I think that comparing the facts of one case with another is an exercise of very limited value. Nevertheless, some guidance appeared to be obtained by the sentencing judge from the decision of this Court in R v Franco[3]. In that case, the offenders were hired to unload a shipment of three tonnes of cannabis resin concealed in a shipping container carrying tile. The drugs had a very large potential value of up to $147 million. The offenders pleaded not guilty and were convicted after a trial. The Court allowed the offenders' appeals against sentence. Franco, who was involved in clearing the container through Customs and recruiting and organising his co-offenders, was sentenced to be imprisoned for a term of seven years with a non-parole period of four years. Those who were recruited to unload the cannabis were sentenced to be imprisoned for a term of five-and-a-half years with a non-parole period of three years' imprisonment. I do not think that the
sentencing judge erred in having regard to the decision in that case, and in fact no attack was made here upon the sentencing practices which exist in this state.
[3][2006] VSCA 301.
The constraints upon a court entertaining an appeal by the Crown against sentence are well known. An appellate court will not interfere with a sentence merely because the members of the court think that it is less than they would have imposed. Rather, the court will only intervene when material error in reasoning is discerned or where there is such inadequacy in sentence as itself to denote error.[4] As this Court said in Director of Public Prosecutions v Johnston:
It is not merely a question of concluding that a sentence is insufficient. It must be such as to establish clear and egregious inadequacy, as a sentence must be so disproportionate to the seriousness of the crime as to shock the public conscience and undermine public confidence in the ability of the courts to play their part in deterring the commission of crimes.[5]
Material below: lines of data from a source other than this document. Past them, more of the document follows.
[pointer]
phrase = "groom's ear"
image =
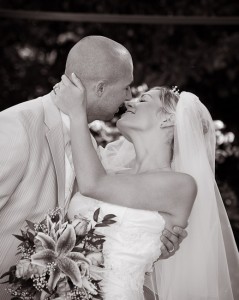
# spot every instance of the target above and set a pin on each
(100, 88)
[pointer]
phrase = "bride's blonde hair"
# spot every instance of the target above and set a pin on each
(169, 99)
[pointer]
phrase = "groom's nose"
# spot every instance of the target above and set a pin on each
(130, 104)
[4]See DPP v Whiteside (2000) 1 VR 131; Griffiths v R (1977) 137 CLR 293; Malvaso v R (1989) 168 CLR 227; R v Clarke [1996] 2 VR 520.
[5](2004) 10 VR 85, [28]. See also DPP v Bright [2006] VSCA 147.
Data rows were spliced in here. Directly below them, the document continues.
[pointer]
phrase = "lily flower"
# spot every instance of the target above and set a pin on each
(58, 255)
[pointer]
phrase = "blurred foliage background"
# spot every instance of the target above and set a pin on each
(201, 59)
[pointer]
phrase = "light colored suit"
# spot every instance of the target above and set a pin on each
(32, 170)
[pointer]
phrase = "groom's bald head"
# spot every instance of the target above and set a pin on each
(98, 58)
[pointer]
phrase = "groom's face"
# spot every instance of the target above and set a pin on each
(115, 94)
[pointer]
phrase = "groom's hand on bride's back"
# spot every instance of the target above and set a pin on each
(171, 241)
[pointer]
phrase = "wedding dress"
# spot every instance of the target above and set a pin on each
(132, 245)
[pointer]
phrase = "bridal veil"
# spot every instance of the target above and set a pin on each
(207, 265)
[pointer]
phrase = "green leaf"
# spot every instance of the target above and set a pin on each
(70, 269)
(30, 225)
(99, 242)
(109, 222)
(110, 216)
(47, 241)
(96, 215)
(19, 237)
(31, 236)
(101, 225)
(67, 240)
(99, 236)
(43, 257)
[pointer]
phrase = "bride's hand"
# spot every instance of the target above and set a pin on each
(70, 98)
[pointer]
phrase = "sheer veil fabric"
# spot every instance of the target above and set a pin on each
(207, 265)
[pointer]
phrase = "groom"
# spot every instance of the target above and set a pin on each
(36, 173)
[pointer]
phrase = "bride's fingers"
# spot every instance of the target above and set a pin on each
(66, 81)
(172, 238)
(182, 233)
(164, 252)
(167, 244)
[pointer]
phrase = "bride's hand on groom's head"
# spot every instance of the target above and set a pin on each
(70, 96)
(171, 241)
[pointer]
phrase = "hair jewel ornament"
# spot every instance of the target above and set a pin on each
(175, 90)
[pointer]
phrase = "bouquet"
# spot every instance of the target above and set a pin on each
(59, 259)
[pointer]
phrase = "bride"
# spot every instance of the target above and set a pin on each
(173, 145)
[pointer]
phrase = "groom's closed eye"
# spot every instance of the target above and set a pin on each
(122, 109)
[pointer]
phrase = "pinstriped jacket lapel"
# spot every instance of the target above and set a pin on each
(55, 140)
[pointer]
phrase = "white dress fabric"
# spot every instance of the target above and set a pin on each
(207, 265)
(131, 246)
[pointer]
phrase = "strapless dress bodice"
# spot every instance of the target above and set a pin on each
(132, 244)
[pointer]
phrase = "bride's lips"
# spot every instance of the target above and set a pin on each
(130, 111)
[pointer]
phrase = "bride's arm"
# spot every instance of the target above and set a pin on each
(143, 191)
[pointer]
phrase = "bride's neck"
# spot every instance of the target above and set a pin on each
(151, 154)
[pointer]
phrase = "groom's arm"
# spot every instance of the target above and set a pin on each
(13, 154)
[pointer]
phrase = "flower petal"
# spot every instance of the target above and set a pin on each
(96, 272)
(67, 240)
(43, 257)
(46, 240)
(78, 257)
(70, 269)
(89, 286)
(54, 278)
I think that the Crown's case here falls short of meeting those exacting requirements, even having regard to the undoubted gravity of the offence judged objectively. Accordingly, I would dismiss the appeal.
DODDS-STREETON JA:
I agree with the presiding judge that the appeal should be dismissed. The sentences imposed may be seen as lenient given each respondent's prior convictions and the relative worth of the compelling mitigating factors. Nevertheless, unless this Court fell into error in Franco, an authority on which the sentencing judge properly relied, and the sentences imposed in that case were inadequate, in the present cases, despite the weight of the drugs, the prior convictions and absence of pleas, it cannot be concluded that the sentences were manifestly inadequate, much less that they bespoke the degree of inadequacy or error necessary to justify curial intervention on a Crown appeal.
It was not a ground of appeal, nor was it contended, that Franco was in error. Although the appellant submitted, with some force in my view, that there is a tension between Franco and New South Wales authority, notably R v Kevanagh[6], for the reasons advanced by the respondents, this case is not in my view an appropriate vehicle for exploring that issue, or whether, if there is conflict, Kevanagh should be preferred.
[6](2004) 148 A Crim R 155.
HANSEN AJA:
I agree with their Honours, for the reasons that they give, that the appeal should be dismissed.
BUCHANAN JA:
The order of the Court will be that the appeal is dismissed.